ヒースが失ったものたちは、ダイとも半年ほどとはいえ、近しく付き合いがあった。
ヘルムート・サガンは軍人とは思えないほど、小柄な体躯をした洒落物の好々爺だった。ペルフィリアにいたころ、セレネスティの衣装や装飾について、ダイは彼とよく話をした。おじょうちゃん、と、彼はダイを呼んで、孫のようにかわいがってくれた。
行方不明のディトラウトと梟。ダイは前者に女官として仕えた。化粧をし、衣装を着付け、彼と共に体調不良と戦った。梟とは互いが交代要員だったので、会話は少なかったが、さりげなくダイを気遣ったり、守ったりということをするひとだった。
彼らのことを思うと、ダイですら胸が塞ぐ。
ましてやヒースはすでに家族を、師を殺されていて、今回さらに親しいものを失ったのだ。
ロディマスがヒースに提示した条件を呑めば、生き延びられても、親友だったゼノや、ヒースを主人として仰いでいた近衛たち、従者たち、誰とも会えない。
ユマを、思い出す。
彼女を失ったとき。他でもない自分が彼女を死に追いやったのだという事実を差し引いても、その喪失はダイを自暴自棄にさせるに充分だった。
ヒースは毎日、空を見てぼんやりとしていた。それはおそらく、彼にしてみれば久しぶりの、無為に過ごす時間だった。
今後が決まらないかぎり、彼は監禁されている部屋から出られない。ダイは隙を見て彼に会いに行き、許される最大限の時間を、その隣で過ごした。書類仕事を片付けたり、本を読んだり、化粧道具の整理をしたりして。
話は彼から振られないかぎり特にしない。どのような話題も空々しく感じるだろうし、会話して、決定的な何かを切り出されてしまうことが怖かった。
一度だけ、尋ねた。傍にいて大丈夫かと。
彼は静かに頷いて、ダイの手を、強く、握ったので。
そうして、穏やかとも言える日がひと月ほど続いた。
その日は小雨が降っていた。花季には珍しい天候だ。細い糸のような雨が朝から外を濡らしていて、出席予定の園遊会が延期になり、少し早めに仕事を終えてヒースの部屋を訪ねた。

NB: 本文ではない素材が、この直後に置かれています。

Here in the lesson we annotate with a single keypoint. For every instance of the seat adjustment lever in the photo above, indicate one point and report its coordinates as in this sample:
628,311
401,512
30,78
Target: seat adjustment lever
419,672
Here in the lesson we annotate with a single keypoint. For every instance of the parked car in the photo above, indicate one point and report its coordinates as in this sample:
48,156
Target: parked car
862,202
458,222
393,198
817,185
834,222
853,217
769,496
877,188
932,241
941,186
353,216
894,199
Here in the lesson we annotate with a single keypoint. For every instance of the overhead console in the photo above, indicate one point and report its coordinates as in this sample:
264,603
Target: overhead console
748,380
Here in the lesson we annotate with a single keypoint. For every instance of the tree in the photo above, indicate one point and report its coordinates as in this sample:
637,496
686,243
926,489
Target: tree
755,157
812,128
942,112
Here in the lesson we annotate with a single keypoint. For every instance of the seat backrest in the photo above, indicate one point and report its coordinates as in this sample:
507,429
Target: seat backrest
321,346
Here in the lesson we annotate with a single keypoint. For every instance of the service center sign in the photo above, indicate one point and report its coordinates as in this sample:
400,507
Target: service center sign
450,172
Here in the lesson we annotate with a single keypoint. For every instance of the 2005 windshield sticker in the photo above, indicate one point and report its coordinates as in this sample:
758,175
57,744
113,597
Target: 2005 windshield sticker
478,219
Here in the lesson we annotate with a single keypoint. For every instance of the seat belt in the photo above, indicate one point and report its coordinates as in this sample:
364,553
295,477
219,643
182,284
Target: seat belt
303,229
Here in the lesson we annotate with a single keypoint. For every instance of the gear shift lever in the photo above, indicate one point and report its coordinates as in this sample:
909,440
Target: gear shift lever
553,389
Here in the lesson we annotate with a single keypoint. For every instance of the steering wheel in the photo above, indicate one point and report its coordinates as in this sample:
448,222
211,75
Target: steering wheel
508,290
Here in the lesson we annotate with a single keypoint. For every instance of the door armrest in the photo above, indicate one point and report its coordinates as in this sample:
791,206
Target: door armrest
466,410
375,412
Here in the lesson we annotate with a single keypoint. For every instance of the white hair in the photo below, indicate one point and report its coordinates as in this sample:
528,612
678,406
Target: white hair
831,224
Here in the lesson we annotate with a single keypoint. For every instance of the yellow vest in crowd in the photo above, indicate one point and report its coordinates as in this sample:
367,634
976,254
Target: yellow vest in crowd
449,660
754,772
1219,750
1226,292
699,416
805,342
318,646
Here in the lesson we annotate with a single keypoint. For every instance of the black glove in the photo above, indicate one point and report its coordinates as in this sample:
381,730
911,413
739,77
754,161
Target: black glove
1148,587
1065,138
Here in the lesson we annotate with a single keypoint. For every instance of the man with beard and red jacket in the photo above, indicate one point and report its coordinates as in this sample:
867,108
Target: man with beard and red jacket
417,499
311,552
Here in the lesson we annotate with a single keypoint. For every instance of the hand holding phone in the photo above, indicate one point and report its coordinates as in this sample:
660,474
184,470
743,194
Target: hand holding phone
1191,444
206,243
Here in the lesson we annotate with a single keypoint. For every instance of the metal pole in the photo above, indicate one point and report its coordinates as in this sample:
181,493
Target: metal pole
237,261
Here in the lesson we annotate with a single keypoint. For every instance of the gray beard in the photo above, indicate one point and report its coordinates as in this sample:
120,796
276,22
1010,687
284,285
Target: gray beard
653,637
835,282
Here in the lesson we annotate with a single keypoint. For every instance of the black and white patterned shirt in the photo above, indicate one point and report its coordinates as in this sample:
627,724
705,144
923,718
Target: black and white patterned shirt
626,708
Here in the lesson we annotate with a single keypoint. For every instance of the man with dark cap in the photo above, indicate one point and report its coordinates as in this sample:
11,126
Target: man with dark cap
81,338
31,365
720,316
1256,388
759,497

彼はダイを招き入れると、寝台の上に隣り合って座らせ、静かな声音で告げた。
「――故郷に戻れるそうです」
硬直したダイの手をすかさず握って、ヒースが続ける。
「一日だけ。アルヴィナが、連れていってくれる、とのことで。あなたの女王と宰相にも許可も取りました」
「……こ、故郷って……」
「山のふもとの」
「ヒースの野?」
「そうです」
覚えていましたか、と、ヒースは微笑んだ。
忘れるはずがない。故郷の話は初めて彼が話してくれた彼自身のことだった。彼の名が故郷に群生する花の名から取られたこともそのときに聞いた。
彼は故郷に帰って何をするのか。
繋がれている手に汗がにじんでいく。
それを悟られたくなくて、手を引こうとしたダイに、ヒースが尋ねる。
「ディアナ、付いてきてくれますか?」
「……ついていって、いいんですか?」
「わたしが尋ねているんですが」
「も、もちろんです! 行きます、一緒に!」
ダイは息巻いて答えた。よかった、と、ヒースが呟く。
「なら、明日、話を通しておきます。日程などはおそらく、あなたの方に伝えられるのではないかと思いますが」
「わかりました……ヒース」
「何ですか?」
「……ぎゅっとしていい?」
彼はきょとんと目を丸めると、やさしく微笑んで、ダイをそっと引き寄せた。
ダイは彼の背に回して、その心音に耳を澄ませた。
雨音が遠くなる。
正直なところ、雨は苦手なのだ。
――別れを切り出されそうで、こわい。
ヒースと彼の故郷について話した次の安息日、ダイたちは朝一で身支度を整えた。街歩き用の軽装に、携帯食と水などの小回り品。そして多少の金銭という身軽さである。ヒースの部屋に集合し、しゅっぱつー、と、元気よく号令をかけて、アルヴィナはダイたちをさくさく転移で自分たちをヒースの故郷へと運んだ。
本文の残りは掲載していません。